Hence, we stole Chris’ idea and adapted it. In our household, the wife, two kids and I are committed to doing a good deed every week for the entire year (of course, we can do as many good deeds as we want a week. But the minimum is one). The primary reason is to teach our children (ages 8 and 5) lessons on decency and service and helping others and appreciating what they have. Thus far, the results have been excellent. In no particular order, my children have: Walked the neighborhood picking up trash, volunteered in a senior center, brought newspapers to front doors, baked for our elderly neighbor, etc … etc. The lessons are, to be honest, slow going. Kids tend to think selfishly, and the task is to break that mindset. Gradually, it seems to be working.
Personally, I love it. As Chris rightly noted in his book, there’s something to be said for helping someone out; for giving to a perfect stranger; for trying to make a difference in someone’s life. Even a small difference.
Which leads to this evening …
A few hours ago I boarded an Alaska Airlines flight from Portland to Los Angeles. Sitting next to me was a young couple from a tiny town, Tillamook, Oregon. Ryan works at a mill, Ondria works at the local beef jerky factory (she even gave me a pack of Werner Teriyaki Beef Jerky for the wife, who loves the stuff). We spoke at length: The two are on their honeymoon—a couple of weeks in Australia. They had a small, inexpensive wedding in October, in order to have funds for the trip.

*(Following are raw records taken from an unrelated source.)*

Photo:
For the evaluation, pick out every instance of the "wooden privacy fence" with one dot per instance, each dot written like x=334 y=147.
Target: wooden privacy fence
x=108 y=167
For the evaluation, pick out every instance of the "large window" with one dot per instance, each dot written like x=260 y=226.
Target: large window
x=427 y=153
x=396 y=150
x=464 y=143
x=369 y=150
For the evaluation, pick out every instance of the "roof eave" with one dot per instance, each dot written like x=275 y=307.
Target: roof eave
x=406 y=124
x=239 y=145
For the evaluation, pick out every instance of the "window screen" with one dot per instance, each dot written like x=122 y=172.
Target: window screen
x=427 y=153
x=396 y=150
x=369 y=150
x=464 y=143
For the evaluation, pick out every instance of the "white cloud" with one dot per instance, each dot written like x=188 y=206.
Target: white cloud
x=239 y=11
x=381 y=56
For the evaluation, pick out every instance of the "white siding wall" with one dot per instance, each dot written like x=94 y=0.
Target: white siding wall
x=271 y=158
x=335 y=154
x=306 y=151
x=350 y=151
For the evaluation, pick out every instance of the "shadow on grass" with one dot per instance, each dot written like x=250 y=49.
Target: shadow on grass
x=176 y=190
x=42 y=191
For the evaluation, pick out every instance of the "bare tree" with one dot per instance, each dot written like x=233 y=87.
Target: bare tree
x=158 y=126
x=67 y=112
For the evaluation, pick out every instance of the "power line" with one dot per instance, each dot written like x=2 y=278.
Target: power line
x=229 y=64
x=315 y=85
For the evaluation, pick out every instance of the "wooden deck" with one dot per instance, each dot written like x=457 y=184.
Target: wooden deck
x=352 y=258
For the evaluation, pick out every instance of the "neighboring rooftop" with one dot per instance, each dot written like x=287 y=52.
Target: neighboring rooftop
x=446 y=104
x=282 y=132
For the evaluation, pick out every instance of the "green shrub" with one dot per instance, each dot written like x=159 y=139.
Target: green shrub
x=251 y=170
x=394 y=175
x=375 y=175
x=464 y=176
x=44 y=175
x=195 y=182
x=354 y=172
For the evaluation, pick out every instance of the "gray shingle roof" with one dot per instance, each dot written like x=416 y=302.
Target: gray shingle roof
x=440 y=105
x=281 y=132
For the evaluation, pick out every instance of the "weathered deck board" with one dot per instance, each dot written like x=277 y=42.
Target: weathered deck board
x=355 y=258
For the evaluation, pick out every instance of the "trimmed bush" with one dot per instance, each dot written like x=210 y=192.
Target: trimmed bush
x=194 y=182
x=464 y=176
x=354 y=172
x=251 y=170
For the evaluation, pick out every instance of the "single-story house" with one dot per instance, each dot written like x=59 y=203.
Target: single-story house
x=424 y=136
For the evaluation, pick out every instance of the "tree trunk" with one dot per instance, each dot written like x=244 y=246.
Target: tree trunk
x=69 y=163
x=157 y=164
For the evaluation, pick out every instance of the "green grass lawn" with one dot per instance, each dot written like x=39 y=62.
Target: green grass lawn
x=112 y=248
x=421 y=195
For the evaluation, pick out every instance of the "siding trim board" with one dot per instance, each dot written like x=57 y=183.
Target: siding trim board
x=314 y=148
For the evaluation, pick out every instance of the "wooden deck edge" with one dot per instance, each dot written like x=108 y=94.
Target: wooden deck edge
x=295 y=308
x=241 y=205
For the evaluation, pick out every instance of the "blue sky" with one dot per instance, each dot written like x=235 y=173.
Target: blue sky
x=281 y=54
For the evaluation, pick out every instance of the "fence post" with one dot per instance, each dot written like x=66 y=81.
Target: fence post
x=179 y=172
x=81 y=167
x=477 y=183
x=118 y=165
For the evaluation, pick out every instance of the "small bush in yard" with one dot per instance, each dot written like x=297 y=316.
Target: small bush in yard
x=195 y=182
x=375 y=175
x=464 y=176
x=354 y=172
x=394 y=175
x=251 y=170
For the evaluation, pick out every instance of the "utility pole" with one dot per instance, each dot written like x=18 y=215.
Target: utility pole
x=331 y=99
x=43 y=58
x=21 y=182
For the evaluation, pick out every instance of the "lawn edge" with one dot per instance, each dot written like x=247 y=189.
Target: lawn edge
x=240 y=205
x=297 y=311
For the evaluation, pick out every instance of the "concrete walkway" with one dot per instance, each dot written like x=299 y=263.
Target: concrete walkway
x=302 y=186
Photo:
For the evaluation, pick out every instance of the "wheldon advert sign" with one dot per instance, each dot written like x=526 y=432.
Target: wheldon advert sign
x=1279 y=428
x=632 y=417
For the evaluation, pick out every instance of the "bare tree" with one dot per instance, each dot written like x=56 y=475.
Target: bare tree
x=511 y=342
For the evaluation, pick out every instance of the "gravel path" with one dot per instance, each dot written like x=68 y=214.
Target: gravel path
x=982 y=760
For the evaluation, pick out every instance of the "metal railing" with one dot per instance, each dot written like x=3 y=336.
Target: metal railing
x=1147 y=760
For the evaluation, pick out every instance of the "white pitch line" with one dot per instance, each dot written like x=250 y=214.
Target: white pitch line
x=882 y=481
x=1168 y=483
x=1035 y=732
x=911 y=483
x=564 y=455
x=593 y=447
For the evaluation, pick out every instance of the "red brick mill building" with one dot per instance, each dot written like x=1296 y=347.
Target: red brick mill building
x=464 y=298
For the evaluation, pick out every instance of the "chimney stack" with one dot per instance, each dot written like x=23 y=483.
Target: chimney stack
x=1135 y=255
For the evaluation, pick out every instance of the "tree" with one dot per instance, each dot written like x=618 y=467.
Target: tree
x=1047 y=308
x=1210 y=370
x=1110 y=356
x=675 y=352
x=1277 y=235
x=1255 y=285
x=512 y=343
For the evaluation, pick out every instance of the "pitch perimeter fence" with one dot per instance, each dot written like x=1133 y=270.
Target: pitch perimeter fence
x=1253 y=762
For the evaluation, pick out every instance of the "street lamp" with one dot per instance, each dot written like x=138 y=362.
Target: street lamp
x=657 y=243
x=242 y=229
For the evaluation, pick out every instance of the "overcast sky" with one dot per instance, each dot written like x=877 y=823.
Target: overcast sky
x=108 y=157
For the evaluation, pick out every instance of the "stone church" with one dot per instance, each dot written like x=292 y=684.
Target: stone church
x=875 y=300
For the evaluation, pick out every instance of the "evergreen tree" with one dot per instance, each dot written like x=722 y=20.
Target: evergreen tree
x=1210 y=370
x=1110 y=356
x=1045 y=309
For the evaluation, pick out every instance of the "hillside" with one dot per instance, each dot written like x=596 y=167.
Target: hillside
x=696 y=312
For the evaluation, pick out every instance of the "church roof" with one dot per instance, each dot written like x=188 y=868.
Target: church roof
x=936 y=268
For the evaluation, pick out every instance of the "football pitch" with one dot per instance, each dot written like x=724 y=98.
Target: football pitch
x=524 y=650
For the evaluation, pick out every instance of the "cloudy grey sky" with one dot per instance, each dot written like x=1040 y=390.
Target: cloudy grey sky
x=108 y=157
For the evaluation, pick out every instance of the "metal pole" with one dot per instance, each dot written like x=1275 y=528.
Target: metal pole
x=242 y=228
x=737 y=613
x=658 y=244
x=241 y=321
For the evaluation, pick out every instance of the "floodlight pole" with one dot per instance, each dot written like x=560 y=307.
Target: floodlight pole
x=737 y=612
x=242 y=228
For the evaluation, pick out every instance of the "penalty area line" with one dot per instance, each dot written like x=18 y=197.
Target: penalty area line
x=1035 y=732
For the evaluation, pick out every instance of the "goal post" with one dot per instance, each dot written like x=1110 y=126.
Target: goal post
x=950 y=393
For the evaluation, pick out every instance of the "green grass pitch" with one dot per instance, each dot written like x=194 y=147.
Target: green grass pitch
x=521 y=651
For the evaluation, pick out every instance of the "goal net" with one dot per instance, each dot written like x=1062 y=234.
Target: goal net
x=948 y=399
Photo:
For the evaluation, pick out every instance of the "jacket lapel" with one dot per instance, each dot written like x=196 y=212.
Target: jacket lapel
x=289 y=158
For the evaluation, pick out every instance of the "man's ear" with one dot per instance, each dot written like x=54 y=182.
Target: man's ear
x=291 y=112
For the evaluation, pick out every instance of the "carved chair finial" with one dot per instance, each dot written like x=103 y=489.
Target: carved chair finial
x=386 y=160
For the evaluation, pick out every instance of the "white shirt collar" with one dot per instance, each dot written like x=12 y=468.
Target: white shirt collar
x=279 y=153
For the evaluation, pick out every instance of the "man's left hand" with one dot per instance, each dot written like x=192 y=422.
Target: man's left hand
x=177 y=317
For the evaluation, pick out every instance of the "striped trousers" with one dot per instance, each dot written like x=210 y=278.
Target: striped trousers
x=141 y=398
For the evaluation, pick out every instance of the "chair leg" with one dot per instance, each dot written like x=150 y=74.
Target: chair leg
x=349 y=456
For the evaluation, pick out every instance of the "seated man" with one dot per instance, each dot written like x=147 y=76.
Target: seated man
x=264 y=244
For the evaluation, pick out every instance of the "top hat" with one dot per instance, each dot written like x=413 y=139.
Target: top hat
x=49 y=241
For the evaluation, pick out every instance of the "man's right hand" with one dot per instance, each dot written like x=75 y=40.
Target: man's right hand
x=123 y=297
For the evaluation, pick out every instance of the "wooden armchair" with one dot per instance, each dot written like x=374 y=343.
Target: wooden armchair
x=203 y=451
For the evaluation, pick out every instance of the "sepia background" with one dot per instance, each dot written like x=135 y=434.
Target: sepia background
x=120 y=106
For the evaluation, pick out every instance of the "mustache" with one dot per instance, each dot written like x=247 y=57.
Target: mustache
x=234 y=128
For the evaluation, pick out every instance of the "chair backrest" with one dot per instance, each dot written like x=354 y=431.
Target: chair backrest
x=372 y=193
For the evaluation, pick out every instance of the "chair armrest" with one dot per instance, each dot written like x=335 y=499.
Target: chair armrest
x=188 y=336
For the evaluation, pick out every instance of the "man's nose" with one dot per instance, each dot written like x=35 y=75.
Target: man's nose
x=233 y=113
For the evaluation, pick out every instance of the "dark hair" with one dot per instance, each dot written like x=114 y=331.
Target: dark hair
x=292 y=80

They’ve been watching their money, eating on the cheap, saving up for their adventure.
They also happened to have a four-hour layover at LAX.
Hence, after we all got off the plane I tapped the guy on the shoulder. “Do me a favor and open your hand,” I said. He did, thinking I was about to shake it. Instead, I placed some money in his palm and said, “You’re on your honeymoon, stuck in an airport. Go have a nice meal.” Then I walked off, as did they.
Here’s the thing—and it’s i-m-p-o-r-t-a-n-t for me to say. I’m not writing this post to get any kudos or pats on the back. There are many, many, many, many, many people who put my generosity and charity to shame. What I can say, however, is that there’s something remarkably powerful and uplifting in helping someone else. And, oddly, especially a stranger. I try to put myself in their shoes, and how’d it feel to have a stranger commit an act of kindness, simply to be kind.
Anyhow, that’s the lesson the wife and I are trying to instill in our kids. That, while material items are often nice, they pale in comparison to the merits of giving.